You can read more about plugins in :doc:`authoring-and-scheduling/plugins`. You can read how to extend
Airflow UI in :doc:`howto/custom-view-plugin`. Note that there are some simple customizations of the UI
that do not require plugins - you can read more about them in :doc:`howto/customize-ui`.
Here are the ways how Plugins can be used to extend Airflow:
Triggers
--------
Airflow uses Triggers to implement ``asyncio`` compatible Deferrable Operators.
All Triggers derive from :class:`~airflow.triggers.base.BaseTrigger`.
Airflow has a set of Triggers that are considered public. You are free to extend their functionality
by extending them:
.. toctree::
:includehidden:
:glob:
:maxdepth: 1
_api/airflow/triggers/index
You can read more about Triggers in :doc:`authoring-and-scheduling/deferring`.
Timetables
----------
Custom timetable implementations provide Airflow's scheduler additional logic to
schedule DAG runs in ways not possible with built-in schedule expressions.
All Timetables derive from :class:`~airflow.timetables.base.Timetable`.
Airflow has a set of Timetables that are considered public. You are free to extend their functionality
by extending them:
.. toctree::
:includehidden:
:maxdepth: 1
_api/airflow/timetables/index
You can read more about Timetables in :doc:`howto/timetable`.
Listeners
---------
Listeners enable you to respond to DAG/Task lifecycle events.
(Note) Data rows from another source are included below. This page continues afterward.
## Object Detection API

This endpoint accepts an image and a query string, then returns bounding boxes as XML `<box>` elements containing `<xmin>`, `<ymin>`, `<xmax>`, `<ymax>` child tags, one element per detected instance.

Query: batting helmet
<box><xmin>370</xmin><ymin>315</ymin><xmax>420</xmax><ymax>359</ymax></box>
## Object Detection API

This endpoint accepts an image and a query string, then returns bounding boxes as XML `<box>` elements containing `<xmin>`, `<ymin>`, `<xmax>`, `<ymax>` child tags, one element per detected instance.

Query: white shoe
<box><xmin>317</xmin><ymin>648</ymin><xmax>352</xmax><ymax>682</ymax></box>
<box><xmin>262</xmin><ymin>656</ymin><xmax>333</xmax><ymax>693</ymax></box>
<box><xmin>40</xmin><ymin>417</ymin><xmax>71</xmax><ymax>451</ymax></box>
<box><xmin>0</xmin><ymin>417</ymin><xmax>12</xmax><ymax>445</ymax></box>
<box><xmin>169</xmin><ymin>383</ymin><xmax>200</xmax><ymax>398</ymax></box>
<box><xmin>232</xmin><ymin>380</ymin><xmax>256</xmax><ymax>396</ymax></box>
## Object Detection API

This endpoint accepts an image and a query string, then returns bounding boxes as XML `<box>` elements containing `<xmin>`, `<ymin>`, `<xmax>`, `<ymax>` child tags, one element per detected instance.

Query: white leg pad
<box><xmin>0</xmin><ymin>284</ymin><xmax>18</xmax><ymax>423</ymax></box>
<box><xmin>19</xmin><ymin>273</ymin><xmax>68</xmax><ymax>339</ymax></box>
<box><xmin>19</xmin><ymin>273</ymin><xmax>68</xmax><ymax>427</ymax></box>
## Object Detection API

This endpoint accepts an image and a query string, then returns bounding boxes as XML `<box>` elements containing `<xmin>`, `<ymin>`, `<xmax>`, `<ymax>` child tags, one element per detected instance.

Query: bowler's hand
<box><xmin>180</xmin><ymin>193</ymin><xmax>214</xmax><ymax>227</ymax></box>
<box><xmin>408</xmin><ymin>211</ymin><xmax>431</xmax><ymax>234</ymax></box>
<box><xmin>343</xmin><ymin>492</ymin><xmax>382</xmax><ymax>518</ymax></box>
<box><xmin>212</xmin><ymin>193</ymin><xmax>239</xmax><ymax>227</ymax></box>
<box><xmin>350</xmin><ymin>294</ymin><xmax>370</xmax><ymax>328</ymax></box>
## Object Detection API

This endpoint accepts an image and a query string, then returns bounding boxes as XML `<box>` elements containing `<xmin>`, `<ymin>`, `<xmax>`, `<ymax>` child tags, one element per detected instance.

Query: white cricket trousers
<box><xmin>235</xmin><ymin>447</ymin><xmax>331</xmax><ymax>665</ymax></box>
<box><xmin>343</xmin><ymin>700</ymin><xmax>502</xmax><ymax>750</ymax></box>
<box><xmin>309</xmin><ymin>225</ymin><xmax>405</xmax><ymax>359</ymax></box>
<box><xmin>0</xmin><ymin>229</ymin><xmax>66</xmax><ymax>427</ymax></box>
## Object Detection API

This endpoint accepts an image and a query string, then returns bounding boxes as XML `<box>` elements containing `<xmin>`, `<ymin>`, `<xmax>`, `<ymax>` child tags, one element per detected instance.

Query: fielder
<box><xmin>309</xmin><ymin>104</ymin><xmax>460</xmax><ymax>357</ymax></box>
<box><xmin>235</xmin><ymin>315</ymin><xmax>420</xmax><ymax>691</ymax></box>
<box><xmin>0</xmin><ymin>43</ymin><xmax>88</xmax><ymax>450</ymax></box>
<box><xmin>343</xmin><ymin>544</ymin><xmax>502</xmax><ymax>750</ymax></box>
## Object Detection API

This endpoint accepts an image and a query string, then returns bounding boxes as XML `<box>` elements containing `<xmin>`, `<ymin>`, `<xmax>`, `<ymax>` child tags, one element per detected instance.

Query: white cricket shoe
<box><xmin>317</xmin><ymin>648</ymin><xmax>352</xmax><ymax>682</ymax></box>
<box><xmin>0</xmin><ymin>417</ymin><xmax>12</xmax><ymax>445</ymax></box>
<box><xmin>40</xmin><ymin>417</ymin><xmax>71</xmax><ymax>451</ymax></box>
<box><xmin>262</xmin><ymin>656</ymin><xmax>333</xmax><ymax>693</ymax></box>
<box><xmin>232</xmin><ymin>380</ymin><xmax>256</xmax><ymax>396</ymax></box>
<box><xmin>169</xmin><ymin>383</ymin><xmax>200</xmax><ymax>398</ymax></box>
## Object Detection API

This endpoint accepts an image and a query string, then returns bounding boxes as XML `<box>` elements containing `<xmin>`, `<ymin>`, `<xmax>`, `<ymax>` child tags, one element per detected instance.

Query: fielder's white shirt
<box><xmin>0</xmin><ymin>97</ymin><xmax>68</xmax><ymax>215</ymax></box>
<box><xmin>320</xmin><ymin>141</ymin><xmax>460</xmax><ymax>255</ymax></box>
This is implemented via :class:`~airflow.listeners.listener.ListenerManager` class that provides hooks that
can be implemented to respond to DAG/Task lifecycle events.
.. versionadded:: 2.5
Listener public interface has been added in version 2.5.
You can read more about Listeners in :doc:`administration-and-deployment/listeners`.
Extra Links
-----------
Extra links are dynamic links that could be added to Airflow independently from custom Operators. Normally
they can be defined by the Operators, but plugins allow you to override the links on a global level.
.. toctree::
:includehidden:
:glob:
:maxdepth: 1
_api/airflow/models/baseoperatorlink/index
You can read more about the Extra Links in :doc:`/howto/define-extra-link`.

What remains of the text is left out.